La Jordanie fête son centenaire en tant qu’État. Un État encore sous tutelle britannique. Le pays n’était pas encore indépendant en 1921, il ne le sera qu’en 1946, mais ce 11 avril 2021, le pays a tenu à célébrer le centième anniversaire de la formation, par l’émir Abdallah, du tout premier gouvernement jordanien.
On parle très peu de la Jordanie, laquelle s’est pourtant offert ces derniers jours une crise politique peu habituelle : la brouille entre le roi Abdallah (arrière-petit-fils de l’émir fondateur du pays) et son demi-frère, Hamzah. Comme il se doit, cette affaire de famille a été réglée promptement dans la discrétion des palais feutrés du royaume. C’est toutefois une crise politique qui pourrait bien ressurgir et avoir des répercussions sur la stabilité de ce pays fragile.
Il y a un siècle, bien peu auraient parié sur l’avenir politique de ce territoire inventé par les Anglais pour de simples raisons conjoncturelles. Le pays ne repose sur aucune réalité historique hormis de majestueuses ruines antiques dont le souvenir s’était totalement perdu. Ce bout de désert délimité par les Britanniques n’abritait au début du XXe siècle que quelques bourgades de quelques milliers d’habitants et des tribus bédouines nomades et réfractaires à l’idée de frontière. Aucune richesse connue à l’époque et aujourd’hui encore.
Pendant la Première guerre mondiale, Français et Anglais avaient fait la promesse aux élites locales de la création d’un grand royaume arabe bâti sur les décombres de l’Empire ottoman (alors alliés à l’Allemagne). Hussein, le chérif de La Mecque, de la famille des Hachémites, se voyait déjà le monarque de cet État qui aujourd’hui, grâce au pétrole, serait devenu une puissance incontestable.
On le sait, la promesse n’a pas été tenue. Elle ne devait de toute manière pas l’être puisque Français et Anglais se sont partagé secrètement la région dès 1916 (accords Sykes-Picot). La Syrie aux Français, tout le reste aux Anglais. En 1918, le chérif Hussein qui avait envoyé son fils Fayçal à la conférence de Versailles, le comprend très vite. On cherche alors des compensations. Sur un malentendu, Fayçal monte sur le trône de Damas.
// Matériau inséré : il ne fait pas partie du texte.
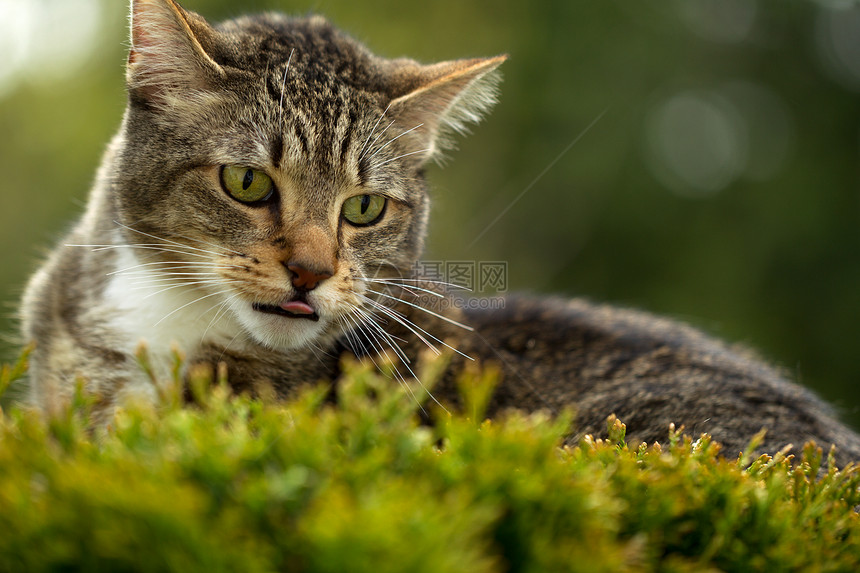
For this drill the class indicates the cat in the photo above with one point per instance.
(262, 206)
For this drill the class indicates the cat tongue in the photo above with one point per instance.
(298, 307)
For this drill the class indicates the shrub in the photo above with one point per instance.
(235, 483)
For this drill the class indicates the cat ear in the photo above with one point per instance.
(443, 99)
(168, 53)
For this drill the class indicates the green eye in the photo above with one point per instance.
(363, 209)
(245, 184)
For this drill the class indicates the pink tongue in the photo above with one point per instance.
(298, 307)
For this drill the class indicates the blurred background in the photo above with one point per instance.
(695, 158)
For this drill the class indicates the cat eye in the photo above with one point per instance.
(245, 184)
(363, 209)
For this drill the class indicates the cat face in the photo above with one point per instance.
(275, 165)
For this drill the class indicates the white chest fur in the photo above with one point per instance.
(150, 307)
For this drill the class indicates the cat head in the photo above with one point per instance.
(285, 158)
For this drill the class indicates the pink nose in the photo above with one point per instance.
(306, 279)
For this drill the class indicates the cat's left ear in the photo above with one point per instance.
(169, 52)
(443, 99)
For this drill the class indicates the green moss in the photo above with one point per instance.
(241, 484)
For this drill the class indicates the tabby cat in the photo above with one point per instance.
(262, 206)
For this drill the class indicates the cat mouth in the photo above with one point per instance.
(290, 309)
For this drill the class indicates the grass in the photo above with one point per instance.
(242, 484)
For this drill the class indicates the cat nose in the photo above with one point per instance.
(304, 278)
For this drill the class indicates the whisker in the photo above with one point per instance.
(393, 140)
(284, 88)
(397, 350)
(361, 155)
(387, 161)
(381, 133)
(175, 243)
(165, 317)
(97, 248)
(405, 322)
(428, 311)
(428, 281)
(409, 324)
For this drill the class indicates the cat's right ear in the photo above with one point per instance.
(168, 51)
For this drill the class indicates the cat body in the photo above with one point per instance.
(262, 207)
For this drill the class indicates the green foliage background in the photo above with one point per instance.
(770, 261)
(235, 484)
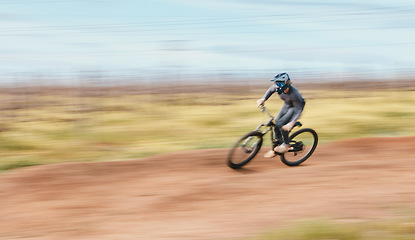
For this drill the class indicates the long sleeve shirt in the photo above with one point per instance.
(292, 99)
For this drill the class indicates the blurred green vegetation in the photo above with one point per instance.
(58, 127)
(398, 229)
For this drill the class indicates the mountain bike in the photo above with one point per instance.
(302, 144)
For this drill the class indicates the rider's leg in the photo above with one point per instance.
(284, 119)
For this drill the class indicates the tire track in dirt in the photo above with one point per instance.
(194, 195)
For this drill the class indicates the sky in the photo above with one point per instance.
(243, 38)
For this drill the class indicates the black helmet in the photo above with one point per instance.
(282, 80)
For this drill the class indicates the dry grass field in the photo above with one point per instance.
(40, 125)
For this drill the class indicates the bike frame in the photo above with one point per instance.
(270, 123)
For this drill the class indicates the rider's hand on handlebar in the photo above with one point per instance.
(260, 102)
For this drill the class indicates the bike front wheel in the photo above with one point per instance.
(245, 149)
(303, 143)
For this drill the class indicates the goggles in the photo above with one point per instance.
(279, 84)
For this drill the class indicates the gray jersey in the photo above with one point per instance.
(292, 99)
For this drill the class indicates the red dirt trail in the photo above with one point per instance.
(194, 195)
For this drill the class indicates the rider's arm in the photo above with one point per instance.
(267, 95)
(298, 107)
(269, 92)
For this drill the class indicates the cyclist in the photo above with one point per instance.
(289, 113)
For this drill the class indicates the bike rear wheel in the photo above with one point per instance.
(303, 143)
(245, 149)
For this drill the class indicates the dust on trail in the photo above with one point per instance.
(194, 195)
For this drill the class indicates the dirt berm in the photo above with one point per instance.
(194, 195)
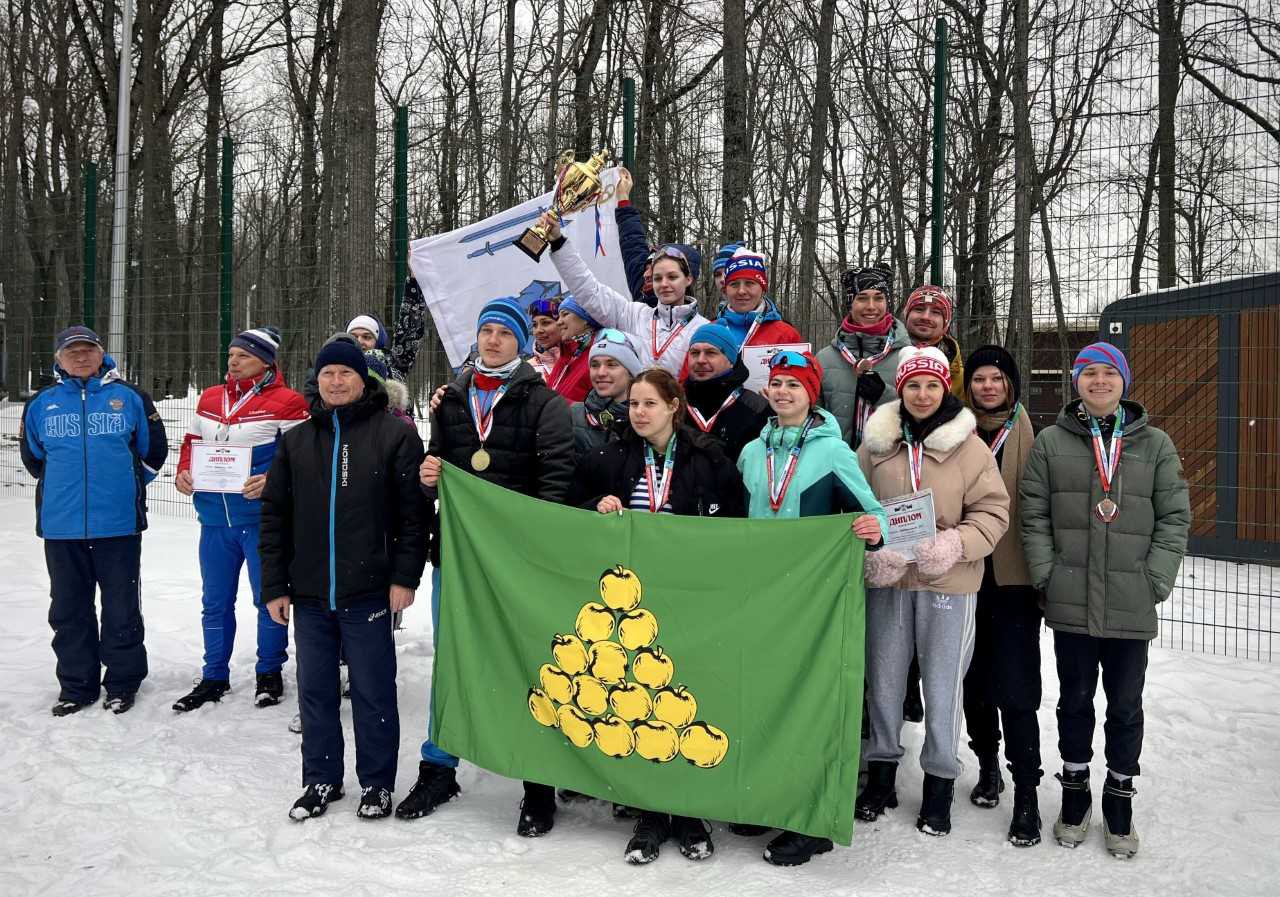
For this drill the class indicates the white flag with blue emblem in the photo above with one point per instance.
(461, 270)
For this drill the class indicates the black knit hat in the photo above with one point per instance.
(999, 357)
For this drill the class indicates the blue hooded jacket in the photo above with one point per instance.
(92, 445)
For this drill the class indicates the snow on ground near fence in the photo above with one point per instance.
(156, 804)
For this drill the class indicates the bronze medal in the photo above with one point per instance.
(1107, 509)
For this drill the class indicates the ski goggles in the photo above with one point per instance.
(787, 358)
(544, 309)
(670, 252)
(612, 335)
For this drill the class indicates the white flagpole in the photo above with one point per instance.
(119, 224)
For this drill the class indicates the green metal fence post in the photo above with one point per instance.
(227, 262)
(940, 117)
(90, 278)
(629, 123)
(401, 248)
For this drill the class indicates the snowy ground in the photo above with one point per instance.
(156, 804)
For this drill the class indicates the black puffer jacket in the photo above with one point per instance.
(342, 512)
(530, 445)
(741, 421)
(707, 483)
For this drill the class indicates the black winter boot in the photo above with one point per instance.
(936, 806)
(1024, 828)
(435, 785)
(204, 692)
(650, 833)
(1073, 819)
(1121, 837)
(536, 811)
(791, 849)
(880, 792)
(991, 783)
(693, 837)
(315, 800)
(269, 690)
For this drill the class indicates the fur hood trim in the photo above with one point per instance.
(885, 430)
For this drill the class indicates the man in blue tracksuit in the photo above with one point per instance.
(92, 442)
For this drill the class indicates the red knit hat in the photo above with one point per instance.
(927, 362)
(929, 294)
(803, 366)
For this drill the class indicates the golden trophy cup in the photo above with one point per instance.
(577, 184)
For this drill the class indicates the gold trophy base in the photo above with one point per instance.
(531, 243)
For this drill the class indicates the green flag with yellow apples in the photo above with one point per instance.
(702, 667)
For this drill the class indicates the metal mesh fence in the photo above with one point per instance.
(1205, 356)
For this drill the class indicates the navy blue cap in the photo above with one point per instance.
(76, 334)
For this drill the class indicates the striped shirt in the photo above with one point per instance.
(640, 495)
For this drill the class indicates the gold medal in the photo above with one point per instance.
(1107, 509)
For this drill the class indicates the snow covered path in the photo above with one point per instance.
(156, 804)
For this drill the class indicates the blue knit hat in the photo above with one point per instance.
(718, 335)
(723, 255)
(341, 352)
(263, 343)
(570, 303)
(1102, 353)
(506, 311)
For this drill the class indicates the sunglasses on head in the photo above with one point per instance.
(544, 309)
(787, 358)
(611, 335)
(670, 252)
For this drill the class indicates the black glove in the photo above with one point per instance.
(871, 387)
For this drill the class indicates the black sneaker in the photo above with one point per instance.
(1073, 820)
(936, 806)
(990, 783)
(693, 837)
(650, 833)
(269, 691)
(435, 785)
(204, 692)
(536, 811)
(315, 800)
(791, 849)
(65, 708)
(880, 793)
(118, 704)
(1024, 827)
(375, 802)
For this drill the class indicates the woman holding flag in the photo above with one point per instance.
(661, 466)
(663, 332)
(923, 448)
(1002, 686)
(800, 467)
(503, 424)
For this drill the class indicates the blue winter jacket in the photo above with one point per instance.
(92, 445)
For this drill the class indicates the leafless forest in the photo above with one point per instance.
(1092, 150)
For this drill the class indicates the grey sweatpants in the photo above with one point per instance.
(938, 628)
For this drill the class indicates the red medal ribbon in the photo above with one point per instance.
(658, 502)
(653, 334)
(704, 424)
(778, 493)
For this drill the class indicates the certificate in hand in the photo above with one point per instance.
(910, 522)
(219, 467)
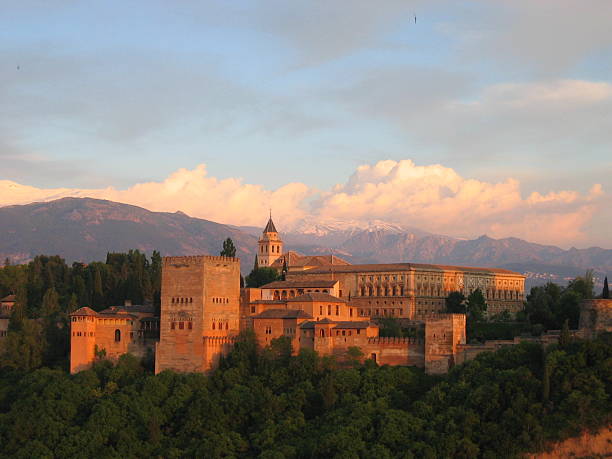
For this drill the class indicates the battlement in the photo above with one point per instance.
(393, 340)
(197, 260)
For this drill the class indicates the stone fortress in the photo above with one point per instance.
(325, 304)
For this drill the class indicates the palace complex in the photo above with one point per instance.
(325, 304)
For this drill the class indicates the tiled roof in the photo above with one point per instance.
(283, 314)
(314, 296)
(84, 311)
(355, 324)
(295, 259)
(315, 283)
(406, 267)
(142, 308)
(345, 324)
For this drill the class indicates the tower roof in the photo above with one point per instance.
(270, 228)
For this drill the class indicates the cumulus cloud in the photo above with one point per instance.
(433, 197)
(191, 191)
(437, 199)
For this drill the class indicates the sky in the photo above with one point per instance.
(481, 117)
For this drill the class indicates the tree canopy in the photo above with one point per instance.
(229, 250)
(267, 403)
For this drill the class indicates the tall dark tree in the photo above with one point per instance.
(261, 276)
(229, 250)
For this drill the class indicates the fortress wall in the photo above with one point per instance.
(595, 317)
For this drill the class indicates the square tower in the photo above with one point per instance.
(270, 246)
(200, 312)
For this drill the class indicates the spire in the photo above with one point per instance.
(270, 228)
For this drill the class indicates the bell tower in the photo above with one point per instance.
(270, 245)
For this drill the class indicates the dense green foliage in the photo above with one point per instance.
(265, 403)
(455, 303)
(47, 290)
(261, 276)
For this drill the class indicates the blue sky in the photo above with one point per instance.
(116, 93)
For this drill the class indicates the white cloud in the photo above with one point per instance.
(434, 198)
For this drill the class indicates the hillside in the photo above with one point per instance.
(84, 229)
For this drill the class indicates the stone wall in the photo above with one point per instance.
(586, 445)
(200, 311)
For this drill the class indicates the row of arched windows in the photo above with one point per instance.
(177, 300)
(382, 291)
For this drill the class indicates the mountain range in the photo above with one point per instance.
(85, 229)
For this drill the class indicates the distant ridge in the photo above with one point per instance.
(85, 229)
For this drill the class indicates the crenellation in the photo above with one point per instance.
(325, 304)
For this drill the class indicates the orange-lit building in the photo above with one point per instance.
(324, 304)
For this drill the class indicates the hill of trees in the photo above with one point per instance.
(47, 290)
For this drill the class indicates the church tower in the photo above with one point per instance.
(270, 246)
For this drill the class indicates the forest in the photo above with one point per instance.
(269, 403)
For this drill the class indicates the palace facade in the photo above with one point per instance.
(324, 303)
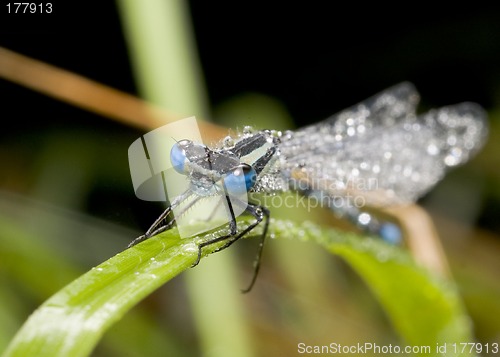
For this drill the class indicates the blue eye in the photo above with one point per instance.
(178, 156)
(241, 180)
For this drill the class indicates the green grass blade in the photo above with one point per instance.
(72, 321)
(424, 310)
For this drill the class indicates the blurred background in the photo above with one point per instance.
(67, 201)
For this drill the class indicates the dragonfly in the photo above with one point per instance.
(377, 153)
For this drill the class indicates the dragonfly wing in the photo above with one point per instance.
(381, 151)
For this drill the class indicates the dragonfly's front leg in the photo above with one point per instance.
(161, 225)
(260, 213)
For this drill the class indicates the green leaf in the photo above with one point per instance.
(424, 309)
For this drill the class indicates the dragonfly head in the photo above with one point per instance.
(206, 168)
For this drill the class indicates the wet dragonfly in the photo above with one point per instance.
(379, 150)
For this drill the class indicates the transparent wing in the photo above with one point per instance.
(381, 151)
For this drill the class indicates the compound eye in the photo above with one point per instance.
(178, 156)
(241, 179)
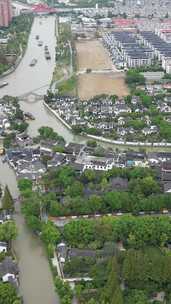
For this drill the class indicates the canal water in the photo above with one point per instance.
(36, 284)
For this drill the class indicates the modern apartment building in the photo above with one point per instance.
(5, 12)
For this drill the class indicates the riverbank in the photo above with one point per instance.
(36, 282)
(118, 144)
(18, 41)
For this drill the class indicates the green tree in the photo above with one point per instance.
(8, 294)
(25, 184)
(50, 233)
(7, 200)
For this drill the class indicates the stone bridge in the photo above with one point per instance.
(33, 95)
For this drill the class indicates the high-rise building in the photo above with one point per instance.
(5, 12)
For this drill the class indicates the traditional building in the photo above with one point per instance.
(5, 12)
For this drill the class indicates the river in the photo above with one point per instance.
(36, 283)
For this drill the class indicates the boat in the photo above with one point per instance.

Il sera très vite chassé de Syrie par les Français qui ne voulaient gérer un royaume. Les Anglais lui proposent le trône d’Irak qui avait été promis son frère Abdallah. Pris de court on propose donc à ce dernier de venir régner à Amman, sur le petit territoire de Transjordanie délimité par les Anglais et qui n’avait pas du tout vocation de devenir un royaume. Damas et Bagdad avaient été des capitales arabes prestigieuses au Moyen Âge, Amman au contraire était une petite ville de province sans aucune prestance. Ce choix imposé ne fut pourtant pas le pire. La monarchie irakienne a été balayée quelques décennies plus tard alors qu’Amann est toujours la capitale d’une monarchie et la couronne sur la tête d’un descendant d’Abdallah.
À l’époque, ce petit pays a été baptisé Transjordanie, un nom inventé pour l’occasion car vu de Jérusalem où étaient établis les Anglais, ce territoire était situé de l’autre côté du fleuve Jourdain. En 1950, la Cisjordanie viendra agrandir le royaume qui désormais s’appellera Jordanie. On le sait, depuis 1967, la Cisjordanie est occupée par Israël, mais le pays réduit aujourd’hui à l’ancienne Transjordanie a conservé son nouveau nom.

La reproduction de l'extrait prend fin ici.